Indeed! Incidentally, I (llo) thought of another role for Jeremy. In early 1994, I read a wonderful novel by Gail Godwin called Father Melancholy's Daughter. It told the story of a young woman remembering her late father, a kind, devoted pastor who had struggled with depression and the loss of his wife. I had just seen the melancholy Granada episode The Eligible Bachelor, and as I read this novel, I couldn't help seeing Jeremy as the pastor. Father Melancholy Daughter has no Holmesian content whatsoever, but I highly recommend it--it's a thoughtful, well-written character study. It will probably never be made into a film; however, it's well worth reading.

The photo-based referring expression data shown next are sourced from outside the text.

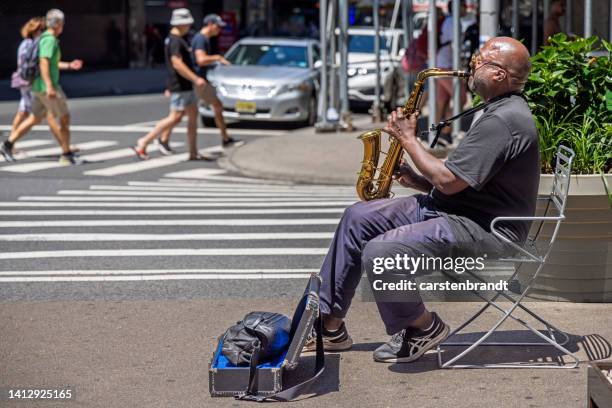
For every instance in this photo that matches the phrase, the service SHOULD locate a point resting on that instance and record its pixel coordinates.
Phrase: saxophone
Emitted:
(369, 188)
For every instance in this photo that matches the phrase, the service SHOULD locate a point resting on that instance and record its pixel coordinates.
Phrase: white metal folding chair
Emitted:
(528, 253)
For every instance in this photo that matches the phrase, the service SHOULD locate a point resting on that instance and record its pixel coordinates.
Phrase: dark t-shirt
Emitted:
(201, 42)
(175, 45)
(500, 160)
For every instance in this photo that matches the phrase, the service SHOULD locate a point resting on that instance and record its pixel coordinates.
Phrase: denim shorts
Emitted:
(181, 100)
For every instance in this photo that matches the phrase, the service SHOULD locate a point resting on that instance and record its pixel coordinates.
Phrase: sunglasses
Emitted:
(478, 62)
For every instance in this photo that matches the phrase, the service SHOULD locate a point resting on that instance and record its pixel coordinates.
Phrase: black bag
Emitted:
(263, 380)
(259, 337)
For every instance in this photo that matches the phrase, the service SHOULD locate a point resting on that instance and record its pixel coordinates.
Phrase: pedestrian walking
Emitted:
(444, 60)
(48, 97)
(204, 59)
(181, 81)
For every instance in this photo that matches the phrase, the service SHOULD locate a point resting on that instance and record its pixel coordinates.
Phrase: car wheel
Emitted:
(208, 122)
(312, 112)
(391, 104)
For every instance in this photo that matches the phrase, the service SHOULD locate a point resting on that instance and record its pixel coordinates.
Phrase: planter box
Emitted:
(579, 267)
(599, 388)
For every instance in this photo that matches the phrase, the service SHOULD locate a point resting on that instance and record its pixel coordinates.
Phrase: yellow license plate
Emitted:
(246, 107)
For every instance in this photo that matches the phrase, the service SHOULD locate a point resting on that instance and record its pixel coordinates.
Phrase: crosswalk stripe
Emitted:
(132, 203)
(144, 278)
(88, 158)
(164, 222)
(238, 179)
(20, 213)
(219, 187)
(31, 143)
(231, 179)
(138, 166)
(146, 129)
(117, 154)
(228, 202)
(313, 194)
(210, 272)
(51, 151)
(196, 173)
(163, 252)
(163, 237)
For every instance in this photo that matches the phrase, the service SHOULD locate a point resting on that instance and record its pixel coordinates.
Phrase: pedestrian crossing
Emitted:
(101, 158)
(170, 229)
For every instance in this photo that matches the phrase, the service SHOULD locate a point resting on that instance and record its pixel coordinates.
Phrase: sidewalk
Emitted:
(305, 156)
(102, 83)
(155, 354)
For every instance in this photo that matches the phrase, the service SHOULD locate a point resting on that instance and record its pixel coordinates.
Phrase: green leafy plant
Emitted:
(568, 93)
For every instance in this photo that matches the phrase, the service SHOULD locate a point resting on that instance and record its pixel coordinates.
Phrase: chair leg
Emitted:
(548, 340)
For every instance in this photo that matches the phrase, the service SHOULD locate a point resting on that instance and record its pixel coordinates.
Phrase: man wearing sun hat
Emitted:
(181, 82)
(204, 58)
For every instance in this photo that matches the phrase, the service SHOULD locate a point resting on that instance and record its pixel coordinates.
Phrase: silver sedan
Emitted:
(270, 79)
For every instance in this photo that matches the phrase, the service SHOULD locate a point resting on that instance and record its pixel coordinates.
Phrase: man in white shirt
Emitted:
(444, 60)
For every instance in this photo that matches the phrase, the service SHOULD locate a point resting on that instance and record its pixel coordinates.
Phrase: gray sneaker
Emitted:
(410, 344)
(338, 340)
(70, 159)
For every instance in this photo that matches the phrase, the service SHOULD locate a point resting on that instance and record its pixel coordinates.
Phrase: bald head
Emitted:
(512, 56)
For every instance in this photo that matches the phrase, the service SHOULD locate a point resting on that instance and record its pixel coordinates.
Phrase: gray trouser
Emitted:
(384, 228)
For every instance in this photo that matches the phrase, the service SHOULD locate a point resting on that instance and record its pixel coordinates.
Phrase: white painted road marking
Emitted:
(147, 129)
(229, 201)
(31, 143)
(146, 213)
(164, 222)
(196, 173)
(164, 237)
(56, 151)
(234, 186)
(200, 204)
(210, 272)
(107, 253)
(225, 187)
(140, 193)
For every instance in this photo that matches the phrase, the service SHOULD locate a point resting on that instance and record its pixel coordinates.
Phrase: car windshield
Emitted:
(365, 43)
(267, 55)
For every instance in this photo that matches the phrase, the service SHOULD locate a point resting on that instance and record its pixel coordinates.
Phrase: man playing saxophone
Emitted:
(493, 172)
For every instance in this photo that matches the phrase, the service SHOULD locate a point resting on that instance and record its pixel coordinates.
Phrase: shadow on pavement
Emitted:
(328, 382)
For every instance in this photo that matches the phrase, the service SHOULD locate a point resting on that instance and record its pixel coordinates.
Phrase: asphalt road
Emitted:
(118, 228)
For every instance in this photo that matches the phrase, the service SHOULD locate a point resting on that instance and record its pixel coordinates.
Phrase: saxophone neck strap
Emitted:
(444, 123)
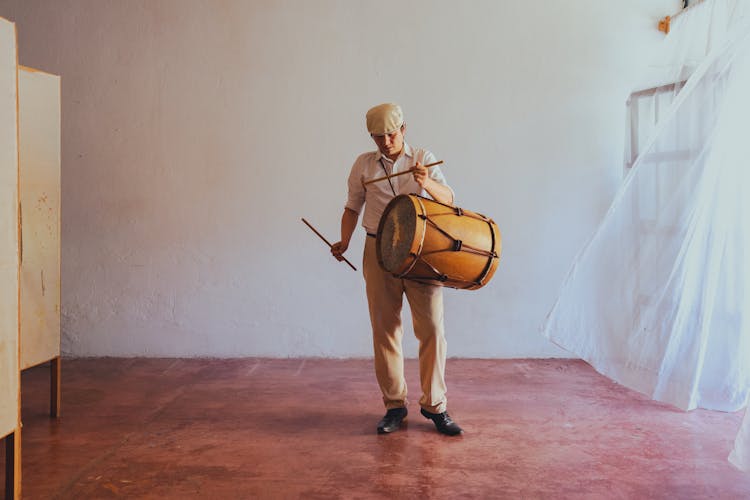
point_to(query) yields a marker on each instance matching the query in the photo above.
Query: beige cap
(384, 119)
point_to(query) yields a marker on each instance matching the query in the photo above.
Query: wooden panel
(9, 397)
(39, 167)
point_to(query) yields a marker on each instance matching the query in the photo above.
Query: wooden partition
(10, 428)
(39, 171)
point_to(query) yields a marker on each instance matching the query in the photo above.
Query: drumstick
(400, 173)
(323, 238)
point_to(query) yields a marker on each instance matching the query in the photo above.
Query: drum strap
(382, 164)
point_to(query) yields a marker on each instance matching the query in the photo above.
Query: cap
(384, 119)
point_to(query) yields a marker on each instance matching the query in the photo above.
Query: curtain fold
(659, 299)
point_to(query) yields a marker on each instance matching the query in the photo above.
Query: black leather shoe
(392, 420)
(443, 422)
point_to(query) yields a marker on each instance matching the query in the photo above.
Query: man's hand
(421, 175)
(338, 249)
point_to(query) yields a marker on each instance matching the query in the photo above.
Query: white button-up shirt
(374, 197)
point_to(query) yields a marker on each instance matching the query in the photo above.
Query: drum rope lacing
(458, 246)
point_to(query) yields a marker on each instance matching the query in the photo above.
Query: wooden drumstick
(400, 173)
(327, 243)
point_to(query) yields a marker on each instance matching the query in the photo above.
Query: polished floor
(305, 428)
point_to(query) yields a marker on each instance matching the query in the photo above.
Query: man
(386, 126)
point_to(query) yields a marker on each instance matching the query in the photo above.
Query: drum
(422, 240)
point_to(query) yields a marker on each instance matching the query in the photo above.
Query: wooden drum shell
(430, 242)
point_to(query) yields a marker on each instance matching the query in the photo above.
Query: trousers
(385, 298)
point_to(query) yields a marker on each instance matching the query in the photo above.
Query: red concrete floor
(263, 428)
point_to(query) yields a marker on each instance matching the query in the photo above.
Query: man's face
(391, 144)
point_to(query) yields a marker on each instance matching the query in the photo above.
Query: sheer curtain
(659, 297)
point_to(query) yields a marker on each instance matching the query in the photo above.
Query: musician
(386, 126)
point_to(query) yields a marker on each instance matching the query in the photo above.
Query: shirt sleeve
(356, 191)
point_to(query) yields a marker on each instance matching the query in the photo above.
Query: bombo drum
(422, 240)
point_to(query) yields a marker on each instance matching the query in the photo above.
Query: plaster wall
(196, 134)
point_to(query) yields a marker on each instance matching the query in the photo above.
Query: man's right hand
(338, 249)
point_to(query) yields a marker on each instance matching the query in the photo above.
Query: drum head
(396, 233)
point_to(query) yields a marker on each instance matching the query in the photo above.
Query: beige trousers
(385, 297)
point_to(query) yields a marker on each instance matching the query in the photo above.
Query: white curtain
(659, 298)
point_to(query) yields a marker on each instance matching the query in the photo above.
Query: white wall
(197, 133)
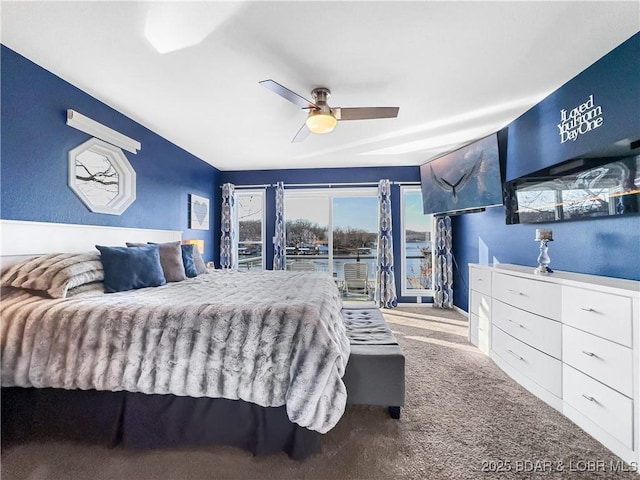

After filming the spectacular Reichenbach Falls sequence for The Final Problem, Mr. Porter said, "[Moriarty] is such an incredibly complex figure--in his way every bit as obsessed and driven as Holmes--that even on the brief canvas of his appearance in The Final Problem there are still endless opportunities for an actor to pursue. I have always felt some of the performances of the earlier Moriartys lacked any real depth. He was just played as an unregenerate villain without any attempt to show the real motivations of ego and pride that drove him to the confrontation with Holmes to prove which of them was the better man. I found acting with Jeremy Brett a splendid challenge, too, for he was so deeply involved with Holmes that he understood every nerve and fibre of the man. I like to think I gave a good account of Moriarty--though like Jeremy I could hardly bear to watch the two stunt men going over the cliffs." (Quote from The Television Sherlock Holmes by Peter Haining.)
Yes, Mr. Porter--you did give a good account of Moriarty...R.I.P.